Поэтому для гуманиста Эразма, считавшего самым высоким и святым достоянием человечества единство, тяжкий грех совершает мыслитель, который даст толчок всегдашней готовности масс к насилию. Ибо он пробуждает этим дикие первобытные силы, они вырываются за рамки первоначального его замысла и ничего не оставляют от его самых чистых намерений. Один человек может возбудить и выпустить на волю массовые страсти, но ему почти никогда не дано загнать их обратно. Кто раздувает тлеющий огонь, должен знать, как разрушительно вспыхнувшее пламя, кто разжигает фанатизм, должен сознавать ответственность за раскол мира.

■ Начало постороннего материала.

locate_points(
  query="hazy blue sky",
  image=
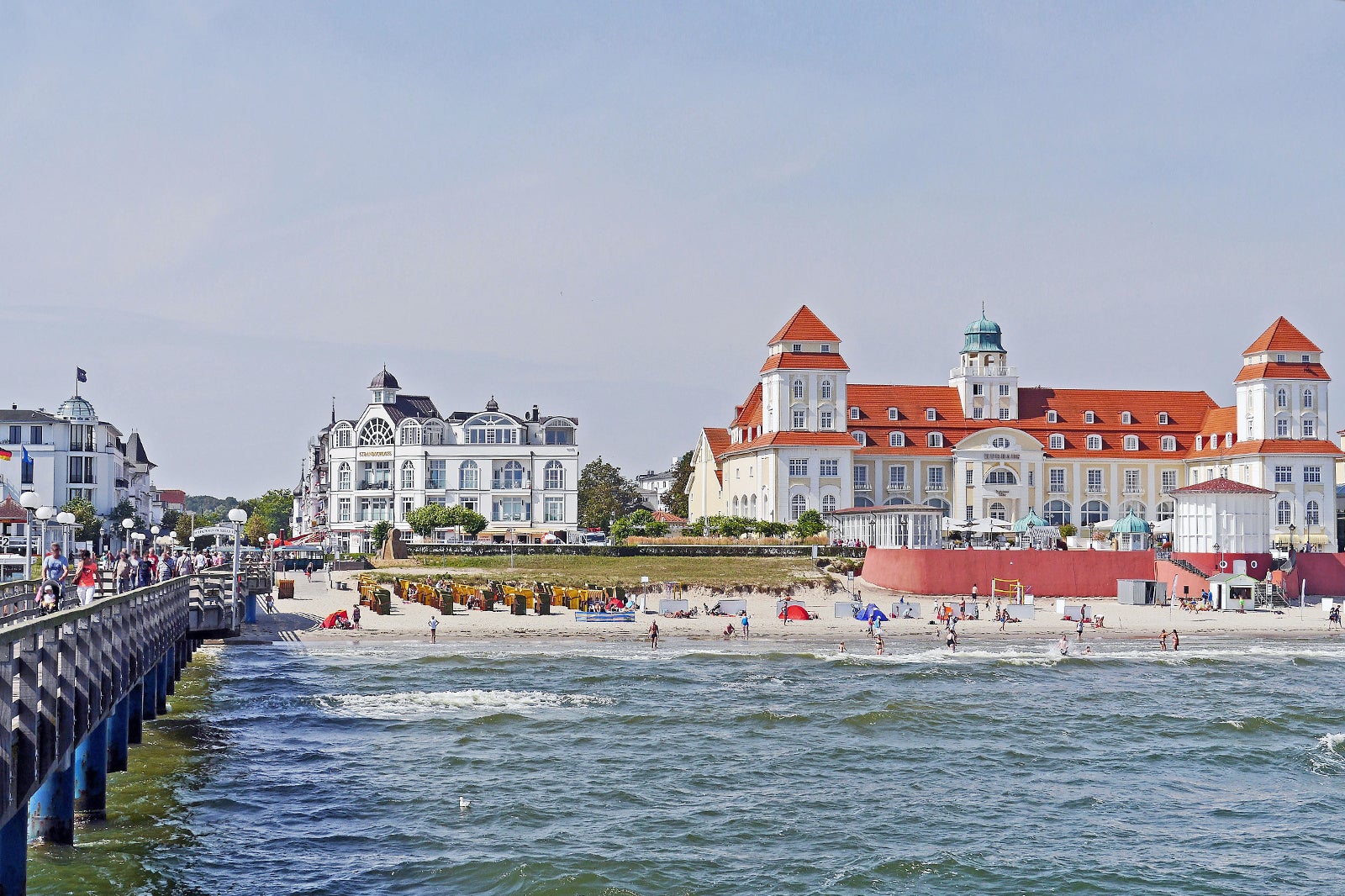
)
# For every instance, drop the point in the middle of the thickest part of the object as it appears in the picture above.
(230, 213)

Эразм за каждой идеей признает право на существование и ни за одной притязаний на исключительную правоту. Многомудрый гуманист любит мир именно за его многообразие, противоречивость мира его не пугает. Ничто так не чуждо ему, как стремление фанатиков и систематиков упразднить эти противоречия, приведя все ценности к одному знаменателю. Он ищет высшего, общечеловеческого единства для всего, на взгляд, несоединимого. Ведь и в собственной душе Эразм сумел примирить как будто несовместимое: христианство и античность, свободную веру и теологию, Ренессанс и Реформацию, поэтому он готов верить, что человечество однажды сумеет счастливо согласовать многообразие своих проявлений, обратит противоречия в высшую гармонию.